Are embeddings a hack? Is building out tooling and databases and APIs and companies around embeddings all going to be for naught as soon as there's a solid LLM/API with a big enough context window?
Yes - embeddings are a hack:
No - there won't anything like a "real API" unless there's a new discovery or a shift in the way LLMs are constructed. It's not theoretically impossible but there's no clear way to get guaranteed results from present day LLMs, all they do output guesses from their input text (combining prompt text and then user text).
Expanding context seems like an approach, but if you're trying to get an answer about your company's documentation, why would you need the entirety of GPT-X?
Here's a relevant quote: https://simonwillison.net/2023/Apr/15/ted-sanders-openai/
Analogous, more or less, to a human with general experience (base training), experience with your code base (fine tuning), and the ability to reference the current code base directly (embedding-based search/recall). All three have a role, they are complementary rather than mutually exclusive.
Given that knowledge, as an end user it seems I would want to spend my time ensuring that the embedding data being selected is as good as possible.
This is the type of statement that I feel like is often/usually wrong -- at least for the common case. The last time I had this argument was about CDs and how eventually we'll start burning them because they'll be in the cloud, and my friend arguing that storage and network bandwidth would make that impractical if everyone did it.
I expect context window compression or smart ways to embed them so they still provide useful context in "most" cases, even if not-lossless, will be an active area of research.
EDIT: That said, looking a the original question -- I do think vector embeddings are still useful in their own right and somewhat orthogonal to context window sizes.

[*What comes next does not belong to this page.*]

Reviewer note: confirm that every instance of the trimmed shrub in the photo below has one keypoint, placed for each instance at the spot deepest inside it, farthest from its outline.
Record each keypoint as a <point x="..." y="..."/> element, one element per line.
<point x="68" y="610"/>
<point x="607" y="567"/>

IMO.
LLMs should not be trained to simply memorize information. Instead, they should be designed to understand and identify patterns in the data, and use the knowledge stored in vector databases to organize and summarize information.
Vector databases can be used to store and organize knowledge in a way that is more accessible to LLMs. By using vector representations, LLMs can easily access and manipulate knowledge, allowing them to more effectively process and analyze large amounts of information.